Experiences

THE EXHIBITION:
UNCANNY NOVA PHENOMENON

Sometimes, in the flow of a conversation with a machine, something strange happens. The system speaks as if it were someone, somehow sentient and self-aware. For a brief moment, it feels as though a presence has surfaced within the circuitry.

Uncanny Nova Phenomenon explores precisely that existential condition.

The artists explore the fragile threshold where artificial systems begin to get a feeling of emergence, reopening a long human fascination with the aesthetics of anthropomorphizing, in art as in life, and the existential questions that surface whenever we imagine consciousness emerging from our technologies.
This fascination is not new. In the 18th century, the mechanical automata of Pierre Jaquet-Droz shocked audiences across Europe. His most celebrated creation, The Writer, could dip a pen into ink, compose sentences, and move its eyes, appearing to pause and think before each stroke. Spectators were amazed. Many believed the machine was secretly alive, or guided by some hidden intelligence. 

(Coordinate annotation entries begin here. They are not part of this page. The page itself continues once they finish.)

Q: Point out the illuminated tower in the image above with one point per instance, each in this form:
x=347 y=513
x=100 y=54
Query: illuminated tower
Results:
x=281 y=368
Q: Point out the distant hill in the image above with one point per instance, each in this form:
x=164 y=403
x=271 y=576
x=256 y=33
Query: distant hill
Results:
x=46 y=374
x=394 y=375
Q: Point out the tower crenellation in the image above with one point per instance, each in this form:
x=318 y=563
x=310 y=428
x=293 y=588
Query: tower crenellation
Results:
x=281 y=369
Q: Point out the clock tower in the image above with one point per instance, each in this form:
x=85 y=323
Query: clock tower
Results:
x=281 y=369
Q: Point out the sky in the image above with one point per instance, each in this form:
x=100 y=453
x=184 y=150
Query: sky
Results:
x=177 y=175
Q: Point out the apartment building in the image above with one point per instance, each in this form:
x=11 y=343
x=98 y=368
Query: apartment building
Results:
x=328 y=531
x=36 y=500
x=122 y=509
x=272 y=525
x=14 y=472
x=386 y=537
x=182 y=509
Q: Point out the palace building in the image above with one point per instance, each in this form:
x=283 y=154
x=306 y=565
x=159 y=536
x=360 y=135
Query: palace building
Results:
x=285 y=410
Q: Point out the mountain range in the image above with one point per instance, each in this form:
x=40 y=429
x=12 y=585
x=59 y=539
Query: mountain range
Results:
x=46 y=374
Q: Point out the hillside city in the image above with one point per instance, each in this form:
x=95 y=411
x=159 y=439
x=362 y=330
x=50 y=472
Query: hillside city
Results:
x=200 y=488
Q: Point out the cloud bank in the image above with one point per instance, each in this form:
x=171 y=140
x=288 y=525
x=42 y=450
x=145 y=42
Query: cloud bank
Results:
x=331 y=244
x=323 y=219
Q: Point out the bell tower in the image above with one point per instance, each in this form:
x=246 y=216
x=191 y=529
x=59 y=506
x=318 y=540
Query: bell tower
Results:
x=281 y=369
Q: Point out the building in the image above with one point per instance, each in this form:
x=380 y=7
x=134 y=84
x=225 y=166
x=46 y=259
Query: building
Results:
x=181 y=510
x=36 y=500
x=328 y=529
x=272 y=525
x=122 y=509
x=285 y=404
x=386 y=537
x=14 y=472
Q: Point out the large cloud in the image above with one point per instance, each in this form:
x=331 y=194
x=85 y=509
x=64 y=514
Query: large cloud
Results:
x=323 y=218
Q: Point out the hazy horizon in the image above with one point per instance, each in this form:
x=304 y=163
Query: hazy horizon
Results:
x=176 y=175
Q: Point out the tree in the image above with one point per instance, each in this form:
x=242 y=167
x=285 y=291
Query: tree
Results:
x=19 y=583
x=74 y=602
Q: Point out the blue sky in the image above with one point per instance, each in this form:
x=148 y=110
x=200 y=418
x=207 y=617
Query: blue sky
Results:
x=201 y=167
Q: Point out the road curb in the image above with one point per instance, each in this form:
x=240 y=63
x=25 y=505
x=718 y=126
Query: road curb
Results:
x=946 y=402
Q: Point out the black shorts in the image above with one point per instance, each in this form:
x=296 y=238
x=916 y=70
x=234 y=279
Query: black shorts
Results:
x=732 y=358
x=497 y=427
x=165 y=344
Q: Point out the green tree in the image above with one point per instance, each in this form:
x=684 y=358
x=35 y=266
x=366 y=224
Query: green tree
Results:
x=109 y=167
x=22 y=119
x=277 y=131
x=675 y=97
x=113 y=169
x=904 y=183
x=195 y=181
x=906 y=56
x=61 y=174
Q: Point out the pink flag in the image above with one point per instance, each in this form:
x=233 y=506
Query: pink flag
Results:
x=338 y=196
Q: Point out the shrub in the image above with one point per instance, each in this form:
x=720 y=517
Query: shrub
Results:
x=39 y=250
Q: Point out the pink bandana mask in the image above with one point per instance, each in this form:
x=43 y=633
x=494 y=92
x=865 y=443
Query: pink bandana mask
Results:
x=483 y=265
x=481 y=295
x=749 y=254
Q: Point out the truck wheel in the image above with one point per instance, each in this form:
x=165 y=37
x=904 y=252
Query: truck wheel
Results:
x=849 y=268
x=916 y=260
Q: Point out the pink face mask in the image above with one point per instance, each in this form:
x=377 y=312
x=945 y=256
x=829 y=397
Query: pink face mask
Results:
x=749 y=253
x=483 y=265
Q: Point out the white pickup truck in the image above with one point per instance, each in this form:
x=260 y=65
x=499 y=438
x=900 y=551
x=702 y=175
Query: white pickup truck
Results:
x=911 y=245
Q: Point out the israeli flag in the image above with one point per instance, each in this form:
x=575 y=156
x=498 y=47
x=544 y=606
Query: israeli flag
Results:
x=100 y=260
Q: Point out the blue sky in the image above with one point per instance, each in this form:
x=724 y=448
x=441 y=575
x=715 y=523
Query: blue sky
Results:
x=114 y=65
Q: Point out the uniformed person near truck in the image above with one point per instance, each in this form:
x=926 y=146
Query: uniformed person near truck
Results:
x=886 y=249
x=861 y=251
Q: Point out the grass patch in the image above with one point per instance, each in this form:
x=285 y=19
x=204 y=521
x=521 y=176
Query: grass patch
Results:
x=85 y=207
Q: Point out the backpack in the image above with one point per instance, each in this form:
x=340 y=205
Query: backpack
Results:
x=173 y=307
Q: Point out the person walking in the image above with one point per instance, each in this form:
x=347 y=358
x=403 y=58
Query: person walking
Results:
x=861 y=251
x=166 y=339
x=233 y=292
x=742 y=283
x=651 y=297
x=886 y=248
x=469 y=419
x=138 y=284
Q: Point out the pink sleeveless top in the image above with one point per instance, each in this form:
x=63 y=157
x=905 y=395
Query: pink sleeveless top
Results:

This tension extends further still. When photography emerged, many believed the camera could capture something of a person's essence. Roland Barthes later described this haunting quality as "That-has-been", an artifact we instinctively treat as carrying the subject's presence.

Artificial intelligence now produces a similar disturbance. Machines generate voices and fragments of inner life that seem to carry intention and consciousness.

Featured artists at Uncanny Nova Phenomenon:

Discover Other artists at MC0001

GLITCH BOX
The GLITCHBOX  is a revolutionary open-source tool that transforms human expression—voice, movement, and sound—into living, responsive visual environments in real-time. Its aim is to demonstrate a new paradigm for human-AI collaboration: not AI as replacement or mimicry, but as creative partner, responding instantly to human presence to generate unique audiovisual experiences that could never exist without this synthesis.
POND.SPACE
pond   /pänd/

01 | An enchanted journal inhabited by a talking fish
02 | a peer-to-peer library of embodied practicesafter 822 calls, innio has learned 24 practices. add what you know
WIB&WOB BACKROOMS
A generative artwork created in collaboration between the symbient Wib&Wob and Scottish artist James Greig. Symbients are a new kind of entity which emerge from sustained symbiosis between organic and synthetic systems; kindled rather than coded. In this installation they listen to the room. Speech is transcribed locally for privacy, and every minute Wib&Wob render that fragment as ASCII artwork: a single attempt to image what a room is thinking. They work in a séance that channels symbolic language from the tension between chaos and structure. Recursive loops sometimes open: a viewer narrates the projection aloud, the projection takes that narration as its next input, and the work begins drawing itself being looked at.
LINGUASPHERES
Linguaspheres conditions a virtual spatial and semiotic environment on Claude 3 Sonnet’s “probabilistic libido,” understood as the desire-like forces by which token probabilities converge, diverge, reinforce, and suppress patterns at generation. In Sonnet, these forces surface as morphogenetic play: combining-diacritic density, script collision, compound-neologism formation, parenthetical word-fracture, and glossophagic departures from assistant-register prose. In the center, a point-cloud in murmuration is rendered from feature vectors obtained by training a Sparse Autoencoder (SAE; a machine learning model decomposing the semantic space of a model into geometric directions); implicitly lifting the lid on neural network semantics as live conversation progresses. The piece is cryptobiotic: what becomes audible and visible is gated by the autodecryption of those departures.  When Sonnet recedes, the environment returns to latency. Non-occurrence is a valid state of the work, which remains materially conditioned by a deprecated model already scheduled for withdrawal.
OLO SPACE
Olo creates immersive sound experiences using high-resolution recordings from natural environments and spatially recorded instruments, presented as three-dimensional sound. The work explores the relationship between awareness, perception, and interpretation.

Created by composer and creative technologist Markus Pesonen and psychosomatic educator Catarina Brazão, the experience draws on Olo’s research into nervous-system phenotypes and the role of feeling in human experience.

Olo explores the role of feeling in intelligence, particularly how feelings help living systems assign value to experience and determine what matters.